L’enseignement de la grammaire


1. Est-ce que la didactique moderne du français langue étrangère fait toujours confiance à la méthode « grammaire – traduction »?

Non, la méthode « grammaire-traduction » a commencé à être contestée. Le motif principal est que les règles grammaticales en soi ne semblent répondre aux besoins communicatifs de l’apprentissage.


2. Quel est le principal défaut de la grammaire traditionnelle?

On a imputé à la grammaire traditionnelle d’être trop normative pour pouvoir contribuer d’une manière efficiente à l’enseignement de la langue, vue comme moyen de communication. On lui a imputé aussi de présenter un grand nombre de règles et de contrerègles souvent dépassées par l’évolution des besoins langagiers, inutiles du point de vue de la progression didactique et de la présentation claire et logique du système.


3. Où est le plus grand défaut de l’enseignement de la grammaire normative?

On a imputé aux professeurs d’avoir envisagé la manière d’accéder aux connaissances grammaticales d’une manière déductive, à partir de la règle, ce qui ralentit forcément le processus d’acquisition des automatismes de langage.


4. Faut-il garder encore la nomenclature grammaticale dans la classe de langues?

On ne saurait se passer complètement de nommer. Les nomenclatures grammaticales deviennent nécessaires en classe de langue, à partir d’un certain niveau d’étude, par un souci de clarté de l’esprit, voire par un souci de clarté du système linguistique.
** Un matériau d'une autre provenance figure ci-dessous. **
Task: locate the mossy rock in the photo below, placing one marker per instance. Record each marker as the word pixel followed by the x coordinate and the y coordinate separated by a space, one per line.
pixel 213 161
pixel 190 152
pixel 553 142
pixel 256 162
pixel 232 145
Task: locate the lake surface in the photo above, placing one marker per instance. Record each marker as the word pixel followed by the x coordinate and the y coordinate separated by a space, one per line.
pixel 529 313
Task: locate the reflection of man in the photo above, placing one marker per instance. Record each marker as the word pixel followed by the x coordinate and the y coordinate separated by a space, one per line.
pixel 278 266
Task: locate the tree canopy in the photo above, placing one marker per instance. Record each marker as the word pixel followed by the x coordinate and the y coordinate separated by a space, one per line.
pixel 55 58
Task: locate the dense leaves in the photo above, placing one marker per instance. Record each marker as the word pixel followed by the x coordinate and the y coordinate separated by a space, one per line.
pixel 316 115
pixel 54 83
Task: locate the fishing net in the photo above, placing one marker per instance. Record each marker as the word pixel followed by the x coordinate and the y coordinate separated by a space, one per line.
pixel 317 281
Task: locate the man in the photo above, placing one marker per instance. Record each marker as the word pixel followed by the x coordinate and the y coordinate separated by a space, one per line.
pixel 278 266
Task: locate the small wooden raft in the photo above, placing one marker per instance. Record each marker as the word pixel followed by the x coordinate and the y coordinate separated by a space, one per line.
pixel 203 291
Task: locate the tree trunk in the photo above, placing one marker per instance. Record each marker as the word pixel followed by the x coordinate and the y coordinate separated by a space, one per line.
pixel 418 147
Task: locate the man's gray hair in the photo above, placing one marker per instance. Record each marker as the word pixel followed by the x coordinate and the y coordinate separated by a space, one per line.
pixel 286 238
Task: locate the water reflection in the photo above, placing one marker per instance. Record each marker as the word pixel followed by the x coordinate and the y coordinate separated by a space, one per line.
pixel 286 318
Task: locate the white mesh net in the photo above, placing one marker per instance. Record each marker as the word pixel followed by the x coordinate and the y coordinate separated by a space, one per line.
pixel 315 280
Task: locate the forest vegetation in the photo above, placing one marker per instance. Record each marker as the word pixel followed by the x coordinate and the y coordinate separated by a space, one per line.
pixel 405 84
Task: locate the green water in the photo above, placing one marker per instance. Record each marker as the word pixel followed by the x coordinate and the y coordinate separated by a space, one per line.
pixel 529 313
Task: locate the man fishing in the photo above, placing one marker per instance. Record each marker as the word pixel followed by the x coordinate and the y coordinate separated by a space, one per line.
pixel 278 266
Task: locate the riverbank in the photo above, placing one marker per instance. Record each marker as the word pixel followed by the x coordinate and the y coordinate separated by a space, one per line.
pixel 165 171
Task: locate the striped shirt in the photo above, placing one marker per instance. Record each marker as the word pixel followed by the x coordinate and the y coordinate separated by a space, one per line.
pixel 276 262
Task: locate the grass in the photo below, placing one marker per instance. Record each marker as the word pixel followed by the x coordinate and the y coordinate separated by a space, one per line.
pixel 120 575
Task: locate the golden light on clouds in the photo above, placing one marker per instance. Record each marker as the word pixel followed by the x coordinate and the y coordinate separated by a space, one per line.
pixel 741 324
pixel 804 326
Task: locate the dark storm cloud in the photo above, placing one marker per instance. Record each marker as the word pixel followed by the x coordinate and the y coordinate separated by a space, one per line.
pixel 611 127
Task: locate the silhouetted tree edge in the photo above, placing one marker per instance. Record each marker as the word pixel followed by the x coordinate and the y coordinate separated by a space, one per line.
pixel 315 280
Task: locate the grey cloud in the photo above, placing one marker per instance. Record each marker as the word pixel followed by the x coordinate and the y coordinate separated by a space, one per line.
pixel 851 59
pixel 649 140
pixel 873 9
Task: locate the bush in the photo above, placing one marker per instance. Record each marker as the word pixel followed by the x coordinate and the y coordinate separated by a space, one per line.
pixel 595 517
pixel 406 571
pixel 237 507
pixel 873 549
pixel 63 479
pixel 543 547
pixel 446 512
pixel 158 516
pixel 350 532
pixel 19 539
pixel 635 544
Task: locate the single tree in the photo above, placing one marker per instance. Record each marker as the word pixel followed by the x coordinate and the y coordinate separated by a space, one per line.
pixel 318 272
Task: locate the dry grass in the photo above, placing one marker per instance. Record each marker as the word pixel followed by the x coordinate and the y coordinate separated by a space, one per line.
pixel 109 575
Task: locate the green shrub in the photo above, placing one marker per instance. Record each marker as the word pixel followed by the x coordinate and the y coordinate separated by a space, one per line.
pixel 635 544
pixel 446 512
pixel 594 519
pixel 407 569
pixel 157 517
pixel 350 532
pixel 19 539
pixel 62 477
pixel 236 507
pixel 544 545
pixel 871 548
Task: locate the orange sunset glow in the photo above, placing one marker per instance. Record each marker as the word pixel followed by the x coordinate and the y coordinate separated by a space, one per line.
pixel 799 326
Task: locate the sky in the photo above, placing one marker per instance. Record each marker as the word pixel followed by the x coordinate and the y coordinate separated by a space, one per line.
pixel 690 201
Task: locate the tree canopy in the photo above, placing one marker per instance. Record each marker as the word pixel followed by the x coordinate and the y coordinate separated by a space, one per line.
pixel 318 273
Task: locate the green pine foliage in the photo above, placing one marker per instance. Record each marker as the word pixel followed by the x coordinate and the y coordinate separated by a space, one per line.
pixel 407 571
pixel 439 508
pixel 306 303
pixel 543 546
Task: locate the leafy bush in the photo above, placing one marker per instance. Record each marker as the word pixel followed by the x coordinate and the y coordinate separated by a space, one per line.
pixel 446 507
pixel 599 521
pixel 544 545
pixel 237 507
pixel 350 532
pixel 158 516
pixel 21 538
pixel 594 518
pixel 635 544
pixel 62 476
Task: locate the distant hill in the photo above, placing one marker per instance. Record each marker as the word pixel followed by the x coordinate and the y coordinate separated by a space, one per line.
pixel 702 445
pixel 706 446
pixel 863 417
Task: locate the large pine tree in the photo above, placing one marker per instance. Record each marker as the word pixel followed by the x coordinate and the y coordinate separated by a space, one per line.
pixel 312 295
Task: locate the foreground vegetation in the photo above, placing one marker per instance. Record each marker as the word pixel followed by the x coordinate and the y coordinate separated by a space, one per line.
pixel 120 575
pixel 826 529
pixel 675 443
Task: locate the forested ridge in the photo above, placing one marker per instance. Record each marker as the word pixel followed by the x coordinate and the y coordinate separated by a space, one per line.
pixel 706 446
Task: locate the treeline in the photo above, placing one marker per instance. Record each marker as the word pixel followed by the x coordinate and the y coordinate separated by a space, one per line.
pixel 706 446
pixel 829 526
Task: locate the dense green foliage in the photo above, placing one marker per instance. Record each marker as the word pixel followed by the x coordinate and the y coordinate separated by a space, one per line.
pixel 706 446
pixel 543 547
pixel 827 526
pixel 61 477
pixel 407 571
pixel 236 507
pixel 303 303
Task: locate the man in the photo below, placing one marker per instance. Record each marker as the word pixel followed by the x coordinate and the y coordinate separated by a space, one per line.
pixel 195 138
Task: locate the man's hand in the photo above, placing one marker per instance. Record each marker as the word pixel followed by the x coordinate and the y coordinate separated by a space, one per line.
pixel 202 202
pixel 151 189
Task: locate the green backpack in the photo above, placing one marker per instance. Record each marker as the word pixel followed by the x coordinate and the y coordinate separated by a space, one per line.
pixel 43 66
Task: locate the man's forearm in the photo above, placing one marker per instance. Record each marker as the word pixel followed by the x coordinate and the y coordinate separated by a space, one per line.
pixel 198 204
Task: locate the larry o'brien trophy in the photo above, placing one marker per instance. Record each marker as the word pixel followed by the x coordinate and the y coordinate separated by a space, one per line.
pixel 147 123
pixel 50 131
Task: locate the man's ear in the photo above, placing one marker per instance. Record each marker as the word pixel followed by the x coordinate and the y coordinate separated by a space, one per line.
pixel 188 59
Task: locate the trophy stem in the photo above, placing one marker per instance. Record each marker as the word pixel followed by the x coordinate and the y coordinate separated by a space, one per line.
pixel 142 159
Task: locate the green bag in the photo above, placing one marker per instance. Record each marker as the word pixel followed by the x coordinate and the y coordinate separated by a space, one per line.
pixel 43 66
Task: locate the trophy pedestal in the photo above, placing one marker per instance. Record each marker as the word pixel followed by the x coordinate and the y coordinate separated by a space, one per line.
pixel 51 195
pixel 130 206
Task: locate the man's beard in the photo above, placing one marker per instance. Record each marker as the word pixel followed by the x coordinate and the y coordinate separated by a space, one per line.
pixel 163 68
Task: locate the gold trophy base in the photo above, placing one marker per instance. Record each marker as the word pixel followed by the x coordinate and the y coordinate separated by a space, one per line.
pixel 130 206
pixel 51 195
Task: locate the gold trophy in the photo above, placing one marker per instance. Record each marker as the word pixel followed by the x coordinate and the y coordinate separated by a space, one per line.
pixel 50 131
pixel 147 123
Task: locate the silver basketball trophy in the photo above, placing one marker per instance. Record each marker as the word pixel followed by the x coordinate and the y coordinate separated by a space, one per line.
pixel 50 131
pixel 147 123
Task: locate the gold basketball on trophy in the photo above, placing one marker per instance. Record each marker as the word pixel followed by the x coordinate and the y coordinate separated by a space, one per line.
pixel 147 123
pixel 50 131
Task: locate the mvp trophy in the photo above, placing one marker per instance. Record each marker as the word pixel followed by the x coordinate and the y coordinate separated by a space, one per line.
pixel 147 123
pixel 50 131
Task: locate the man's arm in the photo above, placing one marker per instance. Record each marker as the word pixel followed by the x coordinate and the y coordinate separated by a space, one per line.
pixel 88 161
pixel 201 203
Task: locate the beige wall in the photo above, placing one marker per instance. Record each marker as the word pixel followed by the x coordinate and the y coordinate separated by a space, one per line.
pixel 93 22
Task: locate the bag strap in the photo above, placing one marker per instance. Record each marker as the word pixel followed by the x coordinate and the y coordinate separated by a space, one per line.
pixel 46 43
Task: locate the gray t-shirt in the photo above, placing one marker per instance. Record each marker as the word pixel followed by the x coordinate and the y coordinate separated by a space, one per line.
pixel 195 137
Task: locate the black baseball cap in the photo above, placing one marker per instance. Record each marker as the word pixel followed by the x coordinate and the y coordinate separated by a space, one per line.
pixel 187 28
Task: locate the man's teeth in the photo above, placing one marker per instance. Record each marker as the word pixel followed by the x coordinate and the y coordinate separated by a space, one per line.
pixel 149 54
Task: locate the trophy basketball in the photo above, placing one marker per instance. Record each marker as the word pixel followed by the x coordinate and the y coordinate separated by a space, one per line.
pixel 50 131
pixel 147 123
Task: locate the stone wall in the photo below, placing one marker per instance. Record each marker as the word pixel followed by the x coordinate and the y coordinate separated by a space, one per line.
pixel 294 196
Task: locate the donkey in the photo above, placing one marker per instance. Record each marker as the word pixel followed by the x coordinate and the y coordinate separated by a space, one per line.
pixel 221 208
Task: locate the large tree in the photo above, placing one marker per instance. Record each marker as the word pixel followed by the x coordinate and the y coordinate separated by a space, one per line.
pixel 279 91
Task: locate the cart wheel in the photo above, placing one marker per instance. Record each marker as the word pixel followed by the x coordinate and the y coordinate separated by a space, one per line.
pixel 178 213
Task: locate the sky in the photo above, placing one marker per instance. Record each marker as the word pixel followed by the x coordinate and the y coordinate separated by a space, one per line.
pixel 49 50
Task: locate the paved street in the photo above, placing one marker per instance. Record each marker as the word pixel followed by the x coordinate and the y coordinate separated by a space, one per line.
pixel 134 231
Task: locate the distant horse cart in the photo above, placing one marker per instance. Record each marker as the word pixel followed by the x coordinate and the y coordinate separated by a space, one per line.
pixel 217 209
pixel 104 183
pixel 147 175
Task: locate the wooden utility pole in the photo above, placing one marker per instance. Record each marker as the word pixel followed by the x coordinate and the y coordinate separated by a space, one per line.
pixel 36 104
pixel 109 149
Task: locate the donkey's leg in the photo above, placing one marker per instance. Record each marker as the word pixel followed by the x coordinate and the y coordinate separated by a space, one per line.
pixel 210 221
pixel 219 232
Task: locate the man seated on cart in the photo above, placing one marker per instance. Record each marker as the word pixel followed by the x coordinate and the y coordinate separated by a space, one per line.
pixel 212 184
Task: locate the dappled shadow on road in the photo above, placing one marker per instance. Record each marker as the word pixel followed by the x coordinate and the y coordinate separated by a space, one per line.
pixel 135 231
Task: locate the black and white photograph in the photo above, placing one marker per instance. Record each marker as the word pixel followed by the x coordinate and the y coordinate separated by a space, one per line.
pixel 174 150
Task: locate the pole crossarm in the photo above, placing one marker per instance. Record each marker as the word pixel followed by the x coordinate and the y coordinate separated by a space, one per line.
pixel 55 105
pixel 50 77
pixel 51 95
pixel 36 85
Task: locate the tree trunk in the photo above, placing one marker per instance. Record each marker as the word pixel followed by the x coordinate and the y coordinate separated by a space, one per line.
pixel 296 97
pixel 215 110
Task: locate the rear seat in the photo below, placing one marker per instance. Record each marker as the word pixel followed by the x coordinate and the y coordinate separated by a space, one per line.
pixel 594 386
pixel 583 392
5. Quelles sont les étapes pour accéder aux connaissances grammaticales en classe de français langue étrangère?

On peut suivre trois étapes: 1) l’étape de la pratique, 2) l’étape de la découverte et 3) l’étape de l’abstraction. Ensemble, les trois démarches font partie de la grammaire réflexive.


6. Décrivez l’étape de la pratique dans l’acquisition des connaissances grammaticales.

S’imprégner d’exemples démonstratifs, de modèles de langue orale, pratiquer la langue. Cette phase ouvre la leçon de grammaire en s’appuyant sur une « conversation grammaticale », plus ou moins situationnelle. Au cours de cette conversation introductive, on évoque progressivement le fait de langue, la règle d’emploi, sans préciser rien de théorique.


7. En quoi consiste l’étape de la découverte?

Réfléchir sur les exemples démonstratifs, c’est découvrir un mécanisme linguistique, en prendre conscience. Il faut dire quand même qu’il est difficile de séparer nettement cette étape intermédiare de celle qui la précede et de celle qui s’ensuit. La découverte est une pratique, tout comme c’est une abstraction.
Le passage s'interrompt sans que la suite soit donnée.